On The Fence

Some time ago before I got and stayed sober, I was sitting in on a session at rehab discussing the first step of Alcoholics Anonymous. The gentleman, who I grew fondly of and respect very much, was discussing the “Sunlight of the Spirit” and how important it was to be a part of that realm, if you will. The conversation, in summary, was that if an active alcoholic wants to stop drinking he must allow God in his life. Now I suppose one could argue that a person could drink and still have God in their life. There are probably arguments for both sides. At the time I was on the “other side of the fence, away from having God in my life

The purpose of this reflection, more importantly, is to show in some detail, my state of mind before sobriety. I recall raising my hand to be allowed to comment on the subject of “Sunlight of the Spirit”. This action was not like me at all. I usually hid in the back of the room in silence, with no opinion one way or the other, as I had lived my entire life. Something that day had me in the middle of the room, with over approximately 100 other patients in attendance.

I now believe it to be divine intervention. When called upon by the counselor, who incidentally volunteered at the rehab and was a world acclaimed speaker on the topic of Alcoholism, I indicated I was “on the fence” in terms of drinking and wanting to stop drinking. I mentioned that I believed in God but that I was not sure he was the path to me getting and staying sober. After making my comment, the counselor, in a very direct and matter of factly tone, indicated that it would be best to get on the side of the Spirit, less die an alcoholic death. I did not immediately accept this direction, but the seed was plated for the second time in my life.

You see I had been at a previous rehab some two years prior where a volunteer speaker stated, “I had better find god or else,” referring to acquiring sobriety. I recall thinking to myself , who does this person think they are making such a statement. The gentleman, 80 plus years old and a recovered alcoholic, sporting dark died black hair, kindly asked at the end of the discussion to for us to comment on the topic. I recall commenting, “stop preaching”, on the comment card. The following week this gentleman was the guest speaker again. He started the meeting by saying that in over 40 years of speaking he had never received such a comment. I remembered he apologized for his comments about inflicting the belief that God was the most important avenue towards acquiring sobriety. I could tell he was deeply hurt that someone would think that of him. I ducked my head, and with a cocky smile, as a fellow rehabber stared back at me. You see, most everyone there, over 50 patients, knew I had made the comment as I had spent the week spreading my opinion stating, “who does this man think he his imposing God on me”. Well today, I still regret that comment and the effect it had on him. He was just trying to help, and I made a fool of myself. He may no longer be around, but I wish I could apologize to him. I know it was God who is responsible for me getting sober and staying sober. I do believe God had me in those meetings with both the gentlemen speakers so that the seed was planted to believe and trust him, referring to believing in God.
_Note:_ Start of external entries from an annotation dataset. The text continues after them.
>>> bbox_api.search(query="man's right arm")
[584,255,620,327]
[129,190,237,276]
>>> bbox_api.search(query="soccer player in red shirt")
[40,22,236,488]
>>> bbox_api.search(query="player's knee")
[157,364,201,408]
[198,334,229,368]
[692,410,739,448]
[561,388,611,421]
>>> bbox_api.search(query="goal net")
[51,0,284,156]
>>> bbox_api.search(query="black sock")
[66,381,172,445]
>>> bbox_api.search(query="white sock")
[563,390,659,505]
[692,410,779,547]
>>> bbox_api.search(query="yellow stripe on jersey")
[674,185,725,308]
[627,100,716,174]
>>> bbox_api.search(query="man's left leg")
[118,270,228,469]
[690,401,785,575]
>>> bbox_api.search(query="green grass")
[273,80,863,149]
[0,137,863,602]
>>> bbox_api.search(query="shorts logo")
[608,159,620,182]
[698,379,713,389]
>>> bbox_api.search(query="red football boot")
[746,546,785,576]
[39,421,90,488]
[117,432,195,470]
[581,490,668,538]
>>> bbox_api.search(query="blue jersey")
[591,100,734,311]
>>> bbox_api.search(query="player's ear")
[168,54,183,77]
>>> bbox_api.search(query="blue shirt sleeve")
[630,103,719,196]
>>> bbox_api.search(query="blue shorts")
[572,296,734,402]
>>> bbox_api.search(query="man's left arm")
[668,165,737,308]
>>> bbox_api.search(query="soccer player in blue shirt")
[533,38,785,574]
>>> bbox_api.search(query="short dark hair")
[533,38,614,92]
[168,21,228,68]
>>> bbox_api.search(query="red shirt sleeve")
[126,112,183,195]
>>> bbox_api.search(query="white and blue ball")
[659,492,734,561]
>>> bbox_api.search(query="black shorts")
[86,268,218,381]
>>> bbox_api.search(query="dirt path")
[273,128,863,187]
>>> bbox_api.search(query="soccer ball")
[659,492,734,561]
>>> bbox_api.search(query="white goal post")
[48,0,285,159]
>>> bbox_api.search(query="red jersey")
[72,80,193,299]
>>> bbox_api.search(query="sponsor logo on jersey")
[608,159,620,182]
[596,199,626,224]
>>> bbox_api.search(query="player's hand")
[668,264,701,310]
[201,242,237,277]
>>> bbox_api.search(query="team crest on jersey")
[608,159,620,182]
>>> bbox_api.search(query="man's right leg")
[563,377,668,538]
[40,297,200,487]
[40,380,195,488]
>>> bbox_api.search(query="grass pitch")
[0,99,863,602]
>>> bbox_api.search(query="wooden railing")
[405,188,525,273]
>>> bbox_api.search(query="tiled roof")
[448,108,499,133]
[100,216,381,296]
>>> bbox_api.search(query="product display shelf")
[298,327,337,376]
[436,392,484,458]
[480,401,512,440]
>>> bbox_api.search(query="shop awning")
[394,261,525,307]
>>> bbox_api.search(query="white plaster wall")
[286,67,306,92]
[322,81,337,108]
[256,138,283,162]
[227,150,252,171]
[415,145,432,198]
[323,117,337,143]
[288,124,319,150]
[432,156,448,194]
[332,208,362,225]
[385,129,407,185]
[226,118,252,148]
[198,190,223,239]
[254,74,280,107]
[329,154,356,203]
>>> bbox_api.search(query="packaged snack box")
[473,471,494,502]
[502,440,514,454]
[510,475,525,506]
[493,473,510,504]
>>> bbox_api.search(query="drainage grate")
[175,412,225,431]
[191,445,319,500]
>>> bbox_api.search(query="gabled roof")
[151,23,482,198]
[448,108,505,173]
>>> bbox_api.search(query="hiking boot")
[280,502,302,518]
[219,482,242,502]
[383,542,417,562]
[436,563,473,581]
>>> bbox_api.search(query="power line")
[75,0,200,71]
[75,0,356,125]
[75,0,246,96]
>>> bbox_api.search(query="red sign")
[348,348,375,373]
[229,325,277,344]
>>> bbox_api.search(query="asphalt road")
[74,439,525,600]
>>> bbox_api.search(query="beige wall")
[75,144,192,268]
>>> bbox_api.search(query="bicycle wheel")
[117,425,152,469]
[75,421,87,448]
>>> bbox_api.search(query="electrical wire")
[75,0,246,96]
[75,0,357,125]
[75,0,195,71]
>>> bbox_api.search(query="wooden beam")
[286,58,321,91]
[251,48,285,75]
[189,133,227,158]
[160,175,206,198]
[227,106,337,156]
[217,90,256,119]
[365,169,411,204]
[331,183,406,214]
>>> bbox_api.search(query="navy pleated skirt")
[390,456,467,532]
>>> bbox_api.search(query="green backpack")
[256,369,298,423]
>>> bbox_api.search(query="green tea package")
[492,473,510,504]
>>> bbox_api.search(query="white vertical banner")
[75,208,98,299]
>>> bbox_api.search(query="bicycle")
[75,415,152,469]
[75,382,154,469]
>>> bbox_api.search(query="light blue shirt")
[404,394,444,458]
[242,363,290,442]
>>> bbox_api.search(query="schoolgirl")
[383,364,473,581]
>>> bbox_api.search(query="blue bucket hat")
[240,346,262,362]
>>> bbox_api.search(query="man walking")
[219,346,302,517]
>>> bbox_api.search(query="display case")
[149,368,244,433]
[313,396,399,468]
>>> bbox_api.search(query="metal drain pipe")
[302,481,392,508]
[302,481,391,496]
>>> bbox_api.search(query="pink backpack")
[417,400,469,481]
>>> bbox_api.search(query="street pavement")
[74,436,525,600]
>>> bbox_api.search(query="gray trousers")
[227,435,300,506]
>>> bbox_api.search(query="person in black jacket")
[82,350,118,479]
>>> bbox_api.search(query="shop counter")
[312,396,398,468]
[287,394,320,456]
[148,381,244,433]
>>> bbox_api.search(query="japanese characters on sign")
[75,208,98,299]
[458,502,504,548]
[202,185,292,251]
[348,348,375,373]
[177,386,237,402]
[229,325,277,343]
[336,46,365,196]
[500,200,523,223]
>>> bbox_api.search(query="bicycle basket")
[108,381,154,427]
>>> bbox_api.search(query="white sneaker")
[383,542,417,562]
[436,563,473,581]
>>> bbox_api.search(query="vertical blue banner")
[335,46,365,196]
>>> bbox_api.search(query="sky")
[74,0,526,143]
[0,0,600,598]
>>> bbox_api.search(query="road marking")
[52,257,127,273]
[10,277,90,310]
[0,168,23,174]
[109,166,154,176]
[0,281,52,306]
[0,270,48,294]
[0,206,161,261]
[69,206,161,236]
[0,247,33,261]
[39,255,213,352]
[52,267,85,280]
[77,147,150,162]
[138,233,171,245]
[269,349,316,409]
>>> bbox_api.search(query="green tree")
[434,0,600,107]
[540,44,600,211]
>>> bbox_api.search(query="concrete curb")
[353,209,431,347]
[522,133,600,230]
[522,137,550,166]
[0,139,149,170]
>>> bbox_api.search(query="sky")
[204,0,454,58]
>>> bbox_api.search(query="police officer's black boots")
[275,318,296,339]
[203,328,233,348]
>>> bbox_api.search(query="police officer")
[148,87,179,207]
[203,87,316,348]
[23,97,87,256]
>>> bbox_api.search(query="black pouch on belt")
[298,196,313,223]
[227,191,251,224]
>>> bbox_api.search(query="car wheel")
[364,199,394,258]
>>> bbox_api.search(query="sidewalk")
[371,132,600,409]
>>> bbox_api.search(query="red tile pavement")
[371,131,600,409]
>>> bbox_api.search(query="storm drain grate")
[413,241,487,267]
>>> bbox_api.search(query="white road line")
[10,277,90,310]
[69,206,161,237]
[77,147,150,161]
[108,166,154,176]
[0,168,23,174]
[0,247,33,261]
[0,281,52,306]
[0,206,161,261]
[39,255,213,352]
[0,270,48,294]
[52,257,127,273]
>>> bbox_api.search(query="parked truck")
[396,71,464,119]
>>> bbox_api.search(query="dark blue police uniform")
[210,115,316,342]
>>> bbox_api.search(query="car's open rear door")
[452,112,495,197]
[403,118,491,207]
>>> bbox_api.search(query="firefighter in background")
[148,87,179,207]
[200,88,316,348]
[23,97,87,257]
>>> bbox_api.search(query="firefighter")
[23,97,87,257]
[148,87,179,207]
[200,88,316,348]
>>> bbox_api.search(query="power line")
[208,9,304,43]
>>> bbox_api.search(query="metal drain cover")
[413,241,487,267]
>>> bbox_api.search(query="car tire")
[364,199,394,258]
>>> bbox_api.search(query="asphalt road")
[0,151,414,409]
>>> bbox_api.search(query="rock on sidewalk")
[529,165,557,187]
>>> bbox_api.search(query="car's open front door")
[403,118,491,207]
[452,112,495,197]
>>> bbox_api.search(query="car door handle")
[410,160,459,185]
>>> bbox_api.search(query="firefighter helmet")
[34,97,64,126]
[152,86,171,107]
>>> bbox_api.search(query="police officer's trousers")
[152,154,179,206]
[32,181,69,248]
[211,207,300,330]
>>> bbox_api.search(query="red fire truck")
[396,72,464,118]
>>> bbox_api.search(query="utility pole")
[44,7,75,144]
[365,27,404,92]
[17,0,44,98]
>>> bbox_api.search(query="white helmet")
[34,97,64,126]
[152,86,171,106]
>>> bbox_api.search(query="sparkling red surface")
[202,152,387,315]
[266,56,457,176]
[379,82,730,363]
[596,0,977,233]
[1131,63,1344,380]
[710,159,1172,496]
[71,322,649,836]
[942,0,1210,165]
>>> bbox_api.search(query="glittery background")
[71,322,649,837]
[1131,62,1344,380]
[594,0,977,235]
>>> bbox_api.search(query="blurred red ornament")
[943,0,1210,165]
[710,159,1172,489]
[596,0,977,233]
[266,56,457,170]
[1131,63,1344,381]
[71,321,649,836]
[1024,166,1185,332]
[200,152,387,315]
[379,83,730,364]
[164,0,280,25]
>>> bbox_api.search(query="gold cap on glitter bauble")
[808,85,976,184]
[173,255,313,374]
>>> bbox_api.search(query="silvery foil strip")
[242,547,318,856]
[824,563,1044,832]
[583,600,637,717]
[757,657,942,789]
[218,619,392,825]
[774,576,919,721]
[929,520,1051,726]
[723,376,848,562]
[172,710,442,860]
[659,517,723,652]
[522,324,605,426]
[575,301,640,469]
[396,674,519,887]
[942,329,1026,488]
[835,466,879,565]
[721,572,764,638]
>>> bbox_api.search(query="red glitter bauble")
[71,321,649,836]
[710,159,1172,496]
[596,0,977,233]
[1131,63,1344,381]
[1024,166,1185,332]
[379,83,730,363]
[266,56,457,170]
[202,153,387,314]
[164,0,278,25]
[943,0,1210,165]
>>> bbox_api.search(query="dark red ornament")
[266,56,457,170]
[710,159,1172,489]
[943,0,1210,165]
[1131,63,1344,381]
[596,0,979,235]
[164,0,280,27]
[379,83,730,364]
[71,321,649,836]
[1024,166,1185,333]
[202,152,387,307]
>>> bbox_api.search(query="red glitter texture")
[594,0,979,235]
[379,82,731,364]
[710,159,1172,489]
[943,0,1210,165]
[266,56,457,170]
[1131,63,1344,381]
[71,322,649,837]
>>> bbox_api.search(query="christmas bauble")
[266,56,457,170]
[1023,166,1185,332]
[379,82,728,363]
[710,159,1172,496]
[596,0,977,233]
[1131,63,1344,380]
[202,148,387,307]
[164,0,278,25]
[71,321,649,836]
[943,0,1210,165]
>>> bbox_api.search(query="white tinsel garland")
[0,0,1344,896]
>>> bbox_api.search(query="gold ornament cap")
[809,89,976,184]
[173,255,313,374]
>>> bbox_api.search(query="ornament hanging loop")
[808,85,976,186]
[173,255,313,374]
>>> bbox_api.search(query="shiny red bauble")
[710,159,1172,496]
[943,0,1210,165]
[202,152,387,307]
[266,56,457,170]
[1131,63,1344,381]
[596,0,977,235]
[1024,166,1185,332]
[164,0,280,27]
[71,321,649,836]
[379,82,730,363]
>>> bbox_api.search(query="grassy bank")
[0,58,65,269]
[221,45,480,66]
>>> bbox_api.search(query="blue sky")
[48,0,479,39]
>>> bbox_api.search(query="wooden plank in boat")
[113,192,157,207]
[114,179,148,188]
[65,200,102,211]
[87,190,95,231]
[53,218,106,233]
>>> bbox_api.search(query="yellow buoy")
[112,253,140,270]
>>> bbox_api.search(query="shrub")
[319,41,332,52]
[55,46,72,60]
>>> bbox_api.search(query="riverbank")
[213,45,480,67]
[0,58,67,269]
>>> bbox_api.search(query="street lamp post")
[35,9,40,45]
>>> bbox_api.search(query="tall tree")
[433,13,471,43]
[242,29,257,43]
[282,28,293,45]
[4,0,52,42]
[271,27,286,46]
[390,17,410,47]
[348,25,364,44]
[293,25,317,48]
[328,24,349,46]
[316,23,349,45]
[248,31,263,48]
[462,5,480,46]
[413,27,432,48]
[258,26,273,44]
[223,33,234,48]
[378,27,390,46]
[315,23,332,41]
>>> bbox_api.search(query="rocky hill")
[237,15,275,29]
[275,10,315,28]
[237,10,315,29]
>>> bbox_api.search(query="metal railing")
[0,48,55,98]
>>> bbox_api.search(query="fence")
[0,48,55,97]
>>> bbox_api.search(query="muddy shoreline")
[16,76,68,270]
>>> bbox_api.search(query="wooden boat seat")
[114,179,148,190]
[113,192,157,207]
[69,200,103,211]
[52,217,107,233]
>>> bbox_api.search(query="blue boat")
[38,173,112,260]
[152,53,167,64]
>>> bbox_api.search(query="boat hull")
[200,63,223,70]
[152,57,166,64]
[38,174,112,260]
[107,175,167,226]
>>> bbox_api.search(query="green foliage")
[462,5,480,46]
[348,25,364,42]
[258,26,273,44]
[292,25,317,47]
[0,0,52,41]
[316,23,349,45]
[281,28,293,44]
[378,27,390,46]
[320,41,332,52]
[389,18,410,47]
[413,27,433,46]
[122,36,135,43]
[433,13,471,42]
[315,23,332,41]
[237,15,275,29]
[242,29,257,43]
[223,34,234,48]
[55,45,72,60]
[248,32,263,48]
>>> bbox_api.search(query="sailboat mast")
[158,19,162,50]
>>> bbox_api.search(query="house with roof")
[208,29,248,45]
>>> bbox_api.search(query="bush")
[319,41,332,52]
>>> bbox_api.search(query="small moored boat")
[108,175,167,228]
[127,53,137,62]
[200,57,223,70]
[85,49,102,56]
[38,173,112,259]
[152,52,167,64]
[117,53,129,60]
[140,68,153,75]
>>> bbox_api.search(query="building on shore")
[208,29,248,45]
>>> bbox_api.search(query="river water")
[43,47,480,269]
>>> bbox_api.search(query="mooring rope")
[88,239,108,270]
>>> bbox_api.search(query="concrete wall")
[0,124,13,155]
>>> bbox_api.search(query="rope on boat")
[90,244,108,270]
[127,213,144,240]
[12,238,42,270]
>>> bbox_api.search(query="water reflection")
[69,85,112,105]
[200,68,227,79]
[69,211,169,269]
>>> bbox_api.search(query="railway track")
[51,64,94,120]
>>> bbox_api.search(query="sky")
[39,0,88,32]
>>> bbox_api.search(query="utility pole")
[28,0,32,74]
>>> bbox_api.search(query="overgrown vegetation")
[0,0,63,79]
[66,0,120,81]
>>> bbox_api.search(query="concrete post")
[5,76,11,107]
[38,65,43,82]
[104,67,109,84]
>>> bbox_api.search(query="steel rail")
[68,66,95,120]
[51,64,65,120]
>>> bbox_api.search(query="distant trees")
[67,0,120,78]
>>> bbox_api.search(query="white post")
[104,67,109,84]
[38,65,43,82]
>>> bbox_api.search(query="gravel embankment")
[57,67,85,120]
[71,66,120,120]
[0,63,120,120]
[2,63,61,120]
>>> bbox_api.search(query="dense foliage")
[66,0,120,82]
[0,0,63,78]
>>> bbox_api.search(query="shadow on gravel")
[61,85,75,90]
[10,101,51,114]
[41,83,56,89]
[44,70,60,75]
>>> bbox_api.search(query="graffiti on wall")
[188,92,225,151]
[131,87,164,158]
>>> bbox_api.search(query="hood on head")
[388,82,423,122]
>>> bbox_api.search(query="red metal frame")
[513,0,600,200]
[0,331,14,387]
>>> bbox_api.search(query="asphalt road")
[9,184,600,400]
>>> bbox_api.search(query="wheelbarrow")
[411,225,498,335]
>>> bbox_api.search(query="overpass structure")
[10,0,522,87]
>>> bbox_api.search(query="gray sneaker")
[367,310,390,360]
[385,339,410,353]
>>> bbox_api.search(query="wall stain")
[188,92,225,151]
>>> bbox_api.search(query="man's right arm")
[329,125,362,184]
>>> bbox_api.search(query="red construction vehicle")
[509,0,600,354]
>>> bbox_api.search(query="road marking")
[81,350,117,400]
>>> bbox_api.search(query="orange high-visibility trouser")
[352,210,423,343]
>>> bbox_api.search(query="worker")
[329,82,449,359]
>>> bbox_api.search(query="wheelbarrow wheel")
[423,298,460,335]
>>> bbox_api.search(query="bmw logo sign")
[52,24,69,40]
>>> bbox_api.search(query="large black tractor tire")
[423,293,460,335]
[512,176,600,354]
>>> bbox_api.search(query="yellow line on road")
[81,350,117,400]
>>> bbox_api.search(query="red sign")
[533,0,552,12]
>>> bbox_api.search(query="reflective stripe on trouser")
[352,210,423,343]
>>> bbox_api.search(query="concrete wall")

So, I guess the main point I am making is that there are many persons who have gone before me in sobriety who know that God is responsible for the miracle of getting one sober. I believe he just does it when you are ready. For me that meant heavy drinking and destruction for two more years. I am eternally grateful to have God in my life today and would like to express the highest amount of gratitude toward those men who impacted my life, even though t I did not know it or would accept it at that time I was an active alcoholic.

I hope that the statement “You had better find God or else” plants the seed that only with God can you get and stay sober. This is my strong conviction today and I am eternally grateful that God put those men in my life, even though I had no respect for them at the time. Thank you, God. May you be blessed with the gift of sobriety as well.